Department of Plant Biotechnology and Bioinformatics, Ghent University, 9052 Ghent, Belgium.
VIB Center for Plant Systems Biology, 9052 Ghent, Belgium.
Nucleic Acids Res. 2018 Jul 27;46(13):6480-6503. doi: 10.1093/nar/gky468.
Gene regulatory networks (GRNs) consist of different molecular interactions that closely work together to establish proper gene expression in time and space. Especially in higher eukaryotes, many questions remain on how these interactions collectively coordinate gene regulation. We study high quality GRNs consisting of undirected protein-protein, genetic and homologous interactions, and directed protein-DNA, regulatory and miRNA-mRNA interactions in the worm Caenorhabditis elegans and the plant Arabidopsis thaliana. Our data-integration framework integrates interactions in composite network motifs, clusters these in biologically relevant, higher-order topological network motif modules, overlays these with gene expression profiles and discovers novel connections between modules and regulators. Similar modules exist in the integrated GRNs of worm and plant. We show how experimental or computational methodologies underlying a certain data type impact network topology. Through phylogenetic decomposition, we found that proteins of worm and plant tend to functionally interact with proteins of a similar age, while at the regulatory level TFs favor same age, but also older target genes. Despite some influence of the duplication mode difference, we also observe at the motif and module level for both species a preference for age homogeneity for undirected and age heterogeneity for directed interactions. This leads to a model where novel genes are added together to the GRNs in a specific biological functional context, regulated by one or more TFs that also target older genes in the GRNs. Overall, we detected topological, functional and evolutionary properties of GRNs that are potentially universal in all species.
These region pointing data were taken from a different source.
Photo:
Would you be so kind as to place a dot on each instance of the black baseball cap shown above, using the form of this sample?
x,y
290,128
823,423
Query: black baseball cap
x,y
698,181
基因调控网络(GRNs)由不同的分子相互作用组成,这些相互作用密切合作,在时间和空间上建立适当的基因表达。特别是在高等真核生物中,关于这些相互作用如何共同协调基因调控,仍有许多问题尚未解决。我们研究了高质量的 GRNs,这些 GRNs 由无向的蛋白质-蛋白质、遗传和同源相互作用,以及有向的蛋白质-DNA、调控和 miRNA-mRNA 相互作用组成,这些相互作用存在于线虫 Caenorhabditis elegans 和拟南芥 Arabidopsis thaliana 中。我们的数据集成框架整合了复合网络基元中的相互作用,将这些相互作用聚类为具有生物学相关性的、高阶拓扑网络基元模块,将这些模块与基因表达谱重叠,并发现模块和调节剂之间的新连接。线虫和植物的综合 GRNs 中存在类似的模块。我们展示了某种数据类型所基于的实验或计算方法如何影响网络拓扑。通过系统发育分解,我们发现线虫和植物的蛋白质倾向于与具有相似年龄的蛋白质功能相互作用,而在调控水平上,TFs 更喜欢相同年龄的,也喜欢更老的靶基因。尽管受到复制模式差异的一些影响,但我们也在基元和模块水平上观察到,对于两种物种,无向相互作用的年龄同质性和有向相互作用的年龄异质性都受到偏好。这导致了一个模型,即新基因在特定的生物学功能背景下一起被添加到 GRNs 中,由一个或多个 TFs 调控,这些 TFs 也靶向 GRNs 中的更老的基因。总的来说,我们检测到了 GRNs 的拓扑、功能和进化特性,这些特性在所有物种中都具有潜在的普遍性。